Complex technologies often require complex tools for maximum performance. The Cell BE processor is a "heterogeneous" processor in that it has a PowerPC® core (also known as the Power Processor Element, PPE) and eight Synergistic Processing Elements (SPEs) that have a completely different instruction set. To get the maximum performance out of the Cell BE processor, you must put a great deal of forethought into modeling the problem and into implementing the solution.
We have just gotten through working on a series of tutorials about the XL C Alpha download (see Resources), and were lucky enough to catch up with the XL C compiler, to ask about some of the questions we had as a result. Readers should view this interview as a companion to the tutorial pieces.
developerWorks: Before we start talking about optimizing code, can I ask you to introduce yourself and just say a few words about what you do?
<standard input>, line 1.1: 1506-166 (S) Definition of function Before requires parentheses.
<standard input>, line 1.8: 1506-046 (S) Syntax error.
setenv LOCALE en_US
Sorry about that. Before we start talking about optimizing code, can I ask you to introduce yourself and just say a few words about what you do?
ppuxlc: Certainly. I'm the XL C download, sort of a demo or trial version, but I come from a large family of compilers, built from a single source tree. Compiler researchers are adding new features, while the commercial releases are focused more on stability. We primarily target Power Architecture™ chips, such as the POWER6™, or the PowerPC 970MP, but I also target the SPE units of the Cell Broadband Engine processor.
dW: Do you only run on Power Architecture systems, then?

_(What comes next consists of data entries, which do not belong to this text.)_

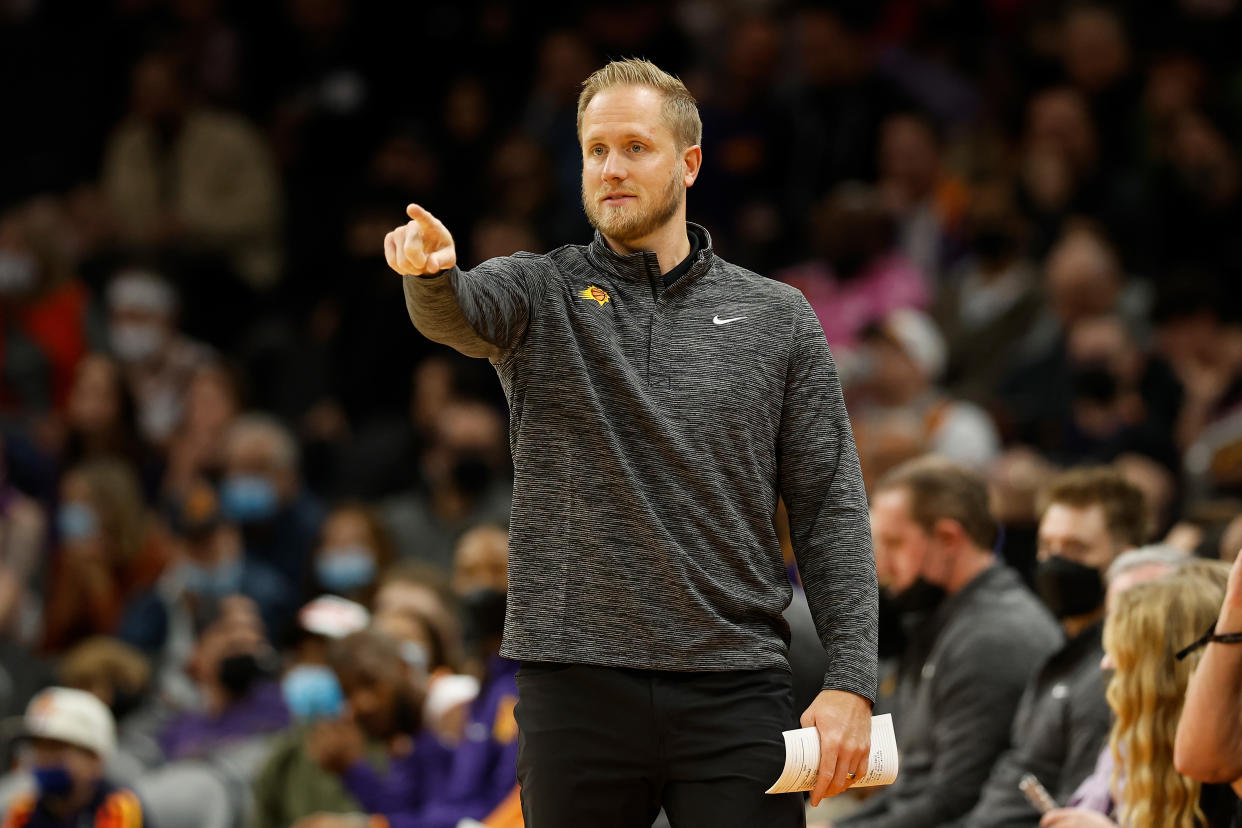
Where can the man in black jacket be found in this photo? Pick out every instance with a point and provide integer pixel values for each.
(1088, 518)
(979, 637)
(661, 401)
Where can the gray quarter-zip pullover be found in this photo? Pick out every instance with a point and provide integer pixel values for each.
(652, 432)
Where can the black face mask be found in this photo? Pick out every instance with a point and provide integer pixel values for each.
(920, 596)
(892, 633)
(472, 474)
(239, 673)
(1068, 589)
(992, 243)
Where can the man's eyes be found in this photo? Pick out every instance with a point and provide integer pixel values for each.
(634, 148)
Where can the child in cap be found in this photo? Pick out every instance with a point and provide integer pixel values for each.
(70, 735)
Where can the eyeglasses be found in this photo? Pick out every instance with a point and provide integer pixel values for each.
(1207, 638)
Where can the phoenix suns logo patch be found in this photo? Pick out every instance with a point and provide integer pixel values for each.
(595, 294)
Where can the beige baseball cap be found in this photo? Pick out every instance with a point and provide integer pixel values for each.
(72, 716)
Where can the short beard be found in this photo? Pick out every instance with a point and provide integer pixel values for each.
(629, 227)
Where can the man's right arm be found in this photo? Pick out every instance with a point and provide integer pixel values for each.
(481, 313)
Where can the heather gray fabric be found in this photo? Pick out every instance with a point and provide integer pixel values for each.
(961, 677)
(652, 432)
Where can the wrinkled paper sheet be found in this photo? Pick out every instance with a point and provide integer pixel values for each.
(802, 757)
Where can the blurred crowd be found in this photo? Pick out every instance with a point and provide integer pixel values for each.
(239, 493)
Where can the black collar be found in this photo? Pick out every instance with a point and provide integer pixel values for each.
(643, 266)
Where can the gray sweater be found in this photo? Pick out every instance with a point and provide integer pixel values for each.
(963, 674)
(652, 432)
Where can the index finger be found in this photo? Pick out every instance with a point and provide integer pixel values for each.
(827, 766)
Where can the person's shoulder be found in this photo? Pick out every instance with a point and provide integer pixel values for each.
(1009, 617)
(761, 286)
(20, 811)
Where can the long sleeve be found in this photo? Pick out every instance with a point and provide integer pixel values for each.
(483, 312)
(399, 791)
(821, 484)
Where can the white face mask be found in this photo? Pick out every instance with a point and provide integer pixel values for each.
(19, 272)
(135, 342)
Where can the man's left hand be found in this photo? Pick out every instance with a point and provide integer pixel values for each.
(843, 721)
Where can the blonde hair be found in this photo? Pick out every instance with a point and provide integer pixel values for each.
(1148, 626)
(679, 111)
(117, 498)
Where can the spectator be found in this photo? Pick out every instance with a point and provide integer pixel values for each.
(213, 402)
(420, 627)
(263, 494)
(292, 785)
(1209, 744)
(990, 302)
(928, 200)
(353, 550)
(980, 637)
(240, 704)
(71, 738)
(159, 361)
(465, 484)
(42, 309)
(101, 416)
(109, 553)
(24, 529)
(119, 677)
(208, 566)
(482, 560)
(483, 769)
(1146, 627)
(421, 591)
(193, 180)
(898, 412)
(858, 276)
(1089, 518)
(385, 706)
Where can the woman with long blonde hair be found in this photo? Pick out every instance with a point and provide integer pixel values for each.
(1145, 628)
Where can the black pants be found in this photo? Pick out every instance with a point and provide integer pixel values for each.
(605, 747)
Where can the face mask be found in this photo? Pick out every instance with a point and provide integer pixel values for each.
(77, 522)
(920, 596)
(345, 569)
(991, 243)
(472, 476)
(135, 342)
(1068, 589)
(216, 581)
(312, 692)
(249, 498)
(239, 673)
(52, 781)
(19, 273)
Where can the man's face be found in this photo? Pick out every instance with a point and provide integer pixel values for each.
(83, 767)
(373, 697)
(1078, 534)
(634, 176)
(901, 544)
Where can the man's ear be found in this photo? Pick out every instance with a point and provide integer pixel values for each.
(693, 159)
(948, 533)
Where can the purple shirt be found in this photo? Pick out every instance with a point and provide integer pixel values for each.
(196, 734)
(1096, 791)
(485, 766)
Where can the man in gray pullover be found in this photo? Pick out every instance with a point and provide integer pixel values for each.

ppuxlc: No, in fact, I run on x86 or x86_64 Linux® systems. Other members of the family are available for a range of architectures, and we're quite portable. We even have a few Fortran compilers, although some might say they're the black sheep of the family. <laughs> There are basically two branches to the family tree: the commercial branch is more stable and polished, the research branch is a little more experimental. Features that work out well in testing get moved into commercial releases over time.
dW: What's the relationship between you and the research compiler?
ppuxlc: My uncle, the Octopiler, is a little eccentric at times, being a research project. I have prototype extensions to support the pipelines of the PPE and SPE. The automatic SIMDization support for the SPE is a new feature, but it's based on the fairly mature VMX support in the production compiler.
dW: What do you mean, automatic SIMDization?
ppuxlc: Auto-SIMDization is automatic conversion of code written in terms of scalars and loops into instructions that run natively on SIMD hardware like the SPEs on Cell BE or the VMX registers on the PowerPC (including the PPE of Cell BE). Auto-SIMDization helps to parallelize operations within a single SPE, or on the PPE, but you will still need manual intervention to partition code and data, and to exploit the parallelism of the eight SPEs.
dW: So I need to do some hand-tuning work to exploit the Cell BE fully?
ppuxlc: Yes. The current combination of the XL PPE and SPE compilers allows you to exploit the features of the Cell BE, but still requires a high degree of manual intervention, as described in Part 4 of the five-part tutorial series, Introduction to compiling for the Cell Broadband Engine architecture.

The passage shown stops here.